Hungarian | Nigerian
My Mum is Hungarian and my Dad is Nigerian. Dad went to Hungary and saw my Mum on the street, one thing led to another. They allowed me to value the things that actually matter to me like family time and me time, but also allowed me to roughly plan my next steps. I wouldn't say I hid my culture but I did not embrace it. When growing up, after my parents split, I would completely separate my two cultural backgrounds. Now, I definitely combine both of them. When I was younger I would refer to myself as 'Black', even though I am mixed-race. I did this because my friendship groups were 90% Black and also because there wasn't space (there isn't much space now) to identify as both Black and White. It made me feel like I wasn't being who I truly am, I felt a little embarrassed about being half White.
When I was younger there was a group of other kids who were also half Nigerian/Hungarian. Now that I am older, I do not know anyone who is of that mix. It can make me feel alienated at times but I don't think much about it. In London, people are a lot more accepting and don't question, or are shocked, about where you come from. Abroad, there is still a long way to go as there is a lot of fascination about mixed people.
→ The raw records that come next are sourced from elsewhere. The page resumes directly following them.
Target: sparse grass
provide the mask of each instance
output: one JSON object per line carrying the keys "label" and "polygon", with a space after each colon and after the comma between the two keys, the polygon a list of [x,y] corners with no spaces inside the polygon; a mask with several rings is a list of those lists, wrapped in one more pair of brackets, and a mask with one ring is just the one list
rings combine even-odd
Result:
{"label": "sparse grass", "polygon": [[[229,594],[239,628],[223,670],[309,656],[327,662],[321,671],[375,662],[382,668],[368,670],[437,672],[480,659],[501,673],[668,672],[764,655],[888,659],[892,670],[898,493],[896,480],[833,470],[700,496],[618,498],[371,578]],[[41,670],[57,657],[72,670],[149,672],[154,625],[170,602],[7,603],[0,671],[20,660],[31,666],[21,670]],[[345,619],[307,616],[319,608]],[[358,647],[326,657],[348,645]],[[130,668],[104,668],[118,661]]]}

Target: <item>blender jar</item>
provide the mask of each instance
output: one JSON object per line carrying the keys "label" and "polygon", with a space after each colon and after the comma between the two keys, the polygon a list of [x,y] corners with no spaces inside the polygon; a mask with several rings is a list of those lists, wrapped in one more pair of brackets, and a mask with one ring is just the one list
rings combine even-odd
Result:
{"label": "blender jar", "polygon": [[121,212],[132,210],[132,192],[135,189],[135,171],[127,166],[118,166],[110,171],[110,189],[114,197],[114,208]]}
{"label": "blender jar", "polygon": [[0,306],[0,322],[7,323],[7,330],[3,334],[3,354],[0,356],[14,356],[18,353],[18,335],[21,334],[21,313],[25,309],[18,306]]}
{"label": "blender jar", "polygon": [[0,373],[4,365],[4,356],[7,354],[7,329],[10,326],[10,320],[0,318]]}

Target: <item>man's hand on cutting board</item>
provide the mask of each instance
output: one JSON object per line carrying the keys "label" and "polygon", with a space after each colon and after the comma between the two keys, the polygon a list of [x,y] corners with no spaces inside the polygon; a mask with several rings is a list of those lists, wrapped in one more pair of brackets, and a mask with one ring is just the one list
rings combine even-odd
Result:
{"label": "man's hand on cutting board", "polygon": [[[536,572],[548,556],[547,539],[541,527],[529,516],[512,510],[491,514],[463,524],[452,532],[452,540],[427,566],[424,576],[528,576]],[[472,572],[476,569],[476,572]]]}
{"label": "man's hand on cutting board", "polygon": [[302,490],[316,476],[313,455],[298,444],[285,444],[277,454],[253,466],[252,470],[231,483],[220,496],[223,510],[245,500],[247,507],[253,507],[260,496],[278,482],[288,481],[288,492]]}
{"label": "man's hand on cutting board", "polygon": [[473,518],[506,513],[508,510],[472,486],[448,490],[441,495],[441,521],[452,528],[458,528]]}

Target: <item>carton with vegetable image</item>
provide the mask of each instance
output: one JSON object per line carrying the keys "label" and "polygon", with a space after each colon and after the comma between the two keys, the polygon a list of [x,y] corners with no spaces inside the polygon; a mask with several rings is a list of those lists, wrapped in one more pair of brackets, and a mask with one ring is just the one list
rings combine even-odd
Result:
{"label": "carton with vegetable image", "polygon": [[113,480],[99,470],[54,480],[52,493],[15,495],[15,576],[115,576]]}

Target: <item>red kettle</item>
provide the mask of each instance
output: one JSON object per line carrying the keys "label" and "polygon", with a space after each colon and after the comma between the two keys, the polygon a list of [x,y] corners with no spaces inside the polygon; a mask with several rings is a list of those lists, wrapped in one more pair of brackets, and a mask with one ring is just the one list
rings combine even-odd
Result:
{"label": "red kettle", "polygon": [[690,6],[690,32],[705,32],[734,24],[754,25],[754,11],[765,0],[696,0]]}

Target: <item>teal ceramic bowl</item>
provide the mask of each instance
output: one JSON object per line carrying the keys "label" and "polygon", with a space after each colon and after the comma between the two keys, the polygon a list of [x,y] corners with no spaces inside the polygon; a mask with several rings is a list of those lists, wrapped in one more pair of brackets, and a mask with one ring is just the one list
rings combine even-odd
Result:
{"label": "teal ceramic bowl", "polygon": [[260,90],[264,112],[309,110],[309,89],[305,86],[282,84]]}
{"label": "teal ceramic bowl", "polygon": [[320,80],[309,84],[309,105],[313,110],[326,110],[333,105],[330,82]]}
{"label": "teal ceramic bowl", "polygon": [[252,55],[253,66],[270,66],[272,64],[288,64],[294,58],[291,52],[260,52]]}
If I had the opportunity to be reborn I would return as I am today, I love the way I am and who I am. Having two different cultural backgrounds just means you might need more time finding the right balance for you of who you are.
Every system has to change to tackle racial inequality e.g. the justice system, education system. We definitely need to accept all sides, even though they are polar opposites at times, and find a way to gel the cultural backgrounds together, which is very hard in (a) a racially divided society, and (b) in a society which has no space for mixed-race people.